AUC Score Comparison – Why Validation AUC Can Be Higher Than Test AUC

cross-validationmachine learningpython

I am creating a RandomForestClassifier model that uses biomarker measurements and clinical measurements to predict a disease (binary). There are an equal amount of people who do and do not develop this disease. I have been using GridSearchCV to tune the hyperparameters with cv=5. Through this cross validation the best AUC score is 0.79. When I apply these changes for the testing set, the AUC score is 0.66.

What does this mean? Does it mean the model is overfitting? If so, how I can I fix that?

Thanks!

Best Answer

You are correct that this suggests over-fitting. (By over-fitting, in this case we mean that the final learner $f_{\text{final}}$ produced by our model selection procedure is unable to generalise in out-of-sample estimates.)

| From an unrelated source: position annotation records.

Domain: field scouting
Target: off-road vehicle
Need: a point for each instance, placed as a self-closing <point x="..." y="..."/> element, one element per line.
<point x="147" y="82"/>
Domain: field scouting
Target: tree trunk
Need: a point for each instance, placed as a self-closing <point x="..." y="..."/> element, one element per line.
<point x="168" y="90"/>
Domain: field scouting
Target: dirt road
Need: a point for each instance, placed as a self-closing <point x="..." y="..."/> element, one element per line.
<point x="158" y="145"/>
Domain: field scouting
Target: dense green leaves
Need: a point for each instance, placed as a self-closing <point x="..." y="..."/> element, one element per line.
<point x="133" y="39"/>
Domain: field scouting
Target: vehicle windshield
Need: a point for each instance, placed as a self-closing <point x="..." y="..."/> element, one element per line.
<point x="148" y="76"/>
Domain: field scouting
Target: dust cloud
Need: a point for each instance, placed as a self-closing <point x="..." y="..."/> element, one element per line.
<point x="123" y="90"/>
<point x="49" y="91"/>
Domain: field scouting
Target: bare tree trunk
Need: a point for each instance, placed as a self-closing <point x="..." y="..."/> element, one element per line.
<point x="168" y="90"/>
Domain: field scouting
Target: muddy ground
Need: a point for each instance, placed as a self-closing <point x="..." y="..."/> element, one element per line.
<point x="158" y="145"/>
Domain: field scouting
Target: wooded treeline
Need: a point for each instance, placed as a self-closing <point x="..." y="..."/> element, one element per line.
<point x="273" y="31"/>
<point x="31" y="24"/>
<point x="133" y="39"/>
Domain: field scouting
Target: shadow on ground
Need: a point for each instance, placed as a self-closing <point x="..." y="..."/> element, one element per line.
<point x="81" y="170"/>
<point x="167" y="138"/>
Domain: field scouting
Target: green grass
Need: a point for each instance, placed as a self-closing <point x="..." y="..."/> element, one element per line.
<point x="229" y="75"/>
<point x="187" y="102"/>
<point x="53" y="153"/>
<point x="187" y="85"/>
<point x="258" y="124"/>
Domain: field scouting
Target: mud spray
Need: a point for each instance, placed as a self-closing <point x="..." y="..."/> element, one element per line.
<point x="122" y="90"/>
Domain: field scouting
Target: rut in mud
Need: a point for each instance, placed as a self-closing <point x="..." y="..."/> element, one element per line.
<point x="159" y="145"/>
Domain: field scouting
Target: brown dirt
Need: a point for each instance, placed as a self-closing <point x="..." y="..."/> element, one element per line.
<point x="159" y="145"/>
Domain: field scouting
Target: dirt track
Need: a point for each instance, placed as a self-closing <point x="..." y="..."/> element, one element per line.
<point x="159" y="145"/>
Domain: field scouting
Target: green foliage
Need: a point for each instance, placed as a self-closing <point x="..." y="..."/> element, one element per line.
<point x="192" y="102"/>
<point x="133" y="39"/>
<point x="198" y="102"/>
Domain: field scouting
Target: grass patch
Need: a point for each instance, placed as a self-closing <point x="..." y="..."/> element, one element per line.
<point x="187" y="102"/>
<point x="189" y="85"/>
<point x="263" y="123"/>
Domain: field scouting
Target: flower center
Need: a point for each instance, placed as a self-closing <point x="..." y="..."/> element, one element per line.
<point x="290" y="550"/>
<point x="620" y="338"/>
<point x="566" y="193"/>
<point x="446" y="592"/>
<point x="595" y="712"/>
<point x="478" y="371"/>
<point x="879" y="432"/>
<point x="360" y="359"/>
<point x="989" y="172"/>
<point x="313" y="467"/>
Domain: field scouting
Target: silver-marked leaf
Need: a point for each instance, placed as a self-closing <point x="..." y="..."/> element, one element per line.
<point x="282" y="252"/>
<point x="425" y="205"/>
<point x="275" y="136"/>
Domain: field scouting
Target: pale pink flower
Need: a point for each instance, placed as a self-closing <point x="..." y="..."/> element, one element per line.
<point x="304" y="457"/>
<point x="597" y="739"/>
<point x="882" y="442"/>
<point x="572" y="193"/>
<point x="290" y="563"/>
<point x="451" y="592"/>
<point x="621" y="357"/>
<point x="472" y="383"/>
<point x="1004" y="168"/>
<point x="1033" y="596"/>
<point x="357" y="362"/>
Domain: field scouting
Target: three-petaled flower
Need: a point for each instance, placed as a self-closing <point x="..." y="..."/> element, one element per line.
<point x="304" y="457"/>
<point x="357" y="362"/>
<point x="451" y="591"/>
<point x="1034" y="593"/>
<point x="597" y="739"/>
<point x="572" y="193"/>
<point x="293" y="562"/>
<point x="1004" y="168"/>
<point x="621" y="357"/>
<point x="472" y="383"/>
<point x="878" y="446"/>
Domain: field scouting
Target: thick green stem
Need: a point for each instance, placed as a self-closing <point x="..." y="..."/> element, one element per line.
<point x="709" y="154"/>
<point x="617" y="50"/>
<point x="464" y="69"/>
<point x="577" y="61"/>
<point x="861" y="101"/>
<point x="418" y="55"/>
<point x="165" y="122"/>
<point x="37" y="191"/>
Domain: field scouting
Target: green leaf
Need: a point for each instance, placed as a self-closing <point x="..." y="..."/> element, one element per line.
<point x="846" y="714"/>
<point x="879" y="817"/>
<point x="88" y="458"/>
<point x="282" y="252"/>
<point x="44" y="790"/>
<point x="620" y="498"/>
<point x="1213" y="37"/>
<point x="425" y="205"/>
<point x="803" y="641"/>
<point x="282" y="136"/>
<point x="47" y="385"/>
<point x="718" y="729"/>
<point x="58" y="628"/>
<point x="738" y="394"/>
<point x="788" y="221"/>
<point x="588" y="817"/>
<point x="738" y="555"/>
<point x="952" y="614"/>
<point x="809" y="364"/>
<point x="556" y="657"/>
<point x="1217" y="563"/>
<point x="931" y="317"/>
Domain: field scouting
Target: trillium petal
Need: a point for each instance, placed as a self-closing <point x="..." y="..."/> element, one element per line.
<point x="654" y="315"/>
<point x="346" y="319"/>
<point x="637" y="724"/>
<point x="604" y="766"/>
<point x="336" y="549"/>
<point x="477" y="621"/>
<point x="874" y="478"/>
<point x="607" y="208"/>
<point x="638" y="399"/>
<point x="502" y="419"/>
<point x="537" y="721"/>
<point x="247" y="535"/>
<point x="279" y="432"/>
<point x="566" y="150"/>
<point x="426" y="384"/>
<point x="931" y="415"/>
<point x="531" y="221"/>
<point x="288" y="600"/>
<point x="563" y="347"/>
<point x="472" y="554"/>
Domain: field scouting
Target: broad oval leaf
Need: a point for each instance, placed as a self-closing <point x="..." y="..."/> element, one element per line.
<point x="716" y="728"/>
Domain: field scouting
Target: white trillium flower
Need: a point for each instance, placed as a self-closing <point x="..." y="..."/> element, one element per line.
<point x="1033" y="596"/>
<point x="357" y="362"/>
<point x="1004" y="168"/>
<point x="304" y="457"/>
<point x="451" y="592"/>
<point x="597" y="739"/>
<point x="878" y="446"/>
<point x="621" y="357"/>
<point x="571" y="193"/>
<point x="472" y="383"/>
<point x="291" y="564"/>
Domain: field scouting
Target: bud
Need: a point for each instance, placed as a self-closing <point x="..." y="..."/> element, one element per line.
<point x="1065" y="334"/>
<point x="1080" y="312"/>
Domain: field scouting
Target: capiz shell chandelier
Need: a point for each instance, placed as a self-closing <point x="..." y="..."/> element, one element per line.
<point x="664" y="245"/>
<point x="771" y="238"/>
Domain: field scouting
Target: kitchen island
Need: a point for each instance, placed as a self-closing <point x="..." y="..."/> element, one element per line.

While there is not direct commentary on the sample sizes involved there are some obvious things to consider:

  1. Do a quick EDA on the training sample to ensure the features' distribution between testing and training set is similar. Covariate shift might be an issue.
  2. Perform a variable importance investigation for $f_{\text{final}}$ and specifically focus on most important features. Are they sensible? Our $f_{\text{final}}$ might fit on "noisy" features that contain information that is not available in our testing set. Strobl & Zeileis have a great presentation on "Why and how to use random forest variable importance measures (and how you shouldn't)".
  3. Is $f_{\text{final}}$ actually what we think it is? Sometimes while we cross-validate correctly, we end up training our final learner using wrong parameters.
  4. Try a different learner of a slightly different family (e.g. Gradient boosting or Extremely Randomised Forests) or a totally different type (e.g. a neural network). Does it achieve better coherent between training and testing performance? Maybe it is more robust to some of the latent characteristics of the dataset that cause this over-fitting.
  5. Consider enforcing a more aggressive an early stopping and/or regularisation approach. This might make the underlying results more biased but potentially less variable. In particular for an RF, try something with a relatively small number of relatively shallow trees (e.g. 20 trees of depth 4). Does this learner still have a very noticeable discrepancy between testing and training performance? If it still does then revisit points 1 & 2 with to check more.
  6. Consider looking at the variance of each CV-fold. While the best average AUC score might be ~79%, how did it came to be? Is the the average of 52-53-96-97-98 per fold AUC or the average of 77-78-79-80-81? The latter suggest much more stable performance while the former is indicative of huge (almost nonsensical) variation.
  7. While people don't usually say this first but think if we can get more data. Either straight from the data generating procedure (ideal) or by data augmentation techniques (if reasonable). Some learning methodologies (random forest being indeed one of them) are more data hungry than other (e.g. logistic regression) so to get generalisable performance more data might be very helpful.
  8. As mentioned in the preamble, their might be some sampling variation involved. If the sample is small, maybe using bootstrap instead of CV might be preferable when coming to assessing model performance. (Also, I would use repeated CV instead of single CV unless really computationally constrained; repeated CV is much more robust against something like point 6.) CV.SE has already some great threads on the topic, I would suggest looking at: Internal vs external cross-validation and model selection and Cross validation with test data set to start with.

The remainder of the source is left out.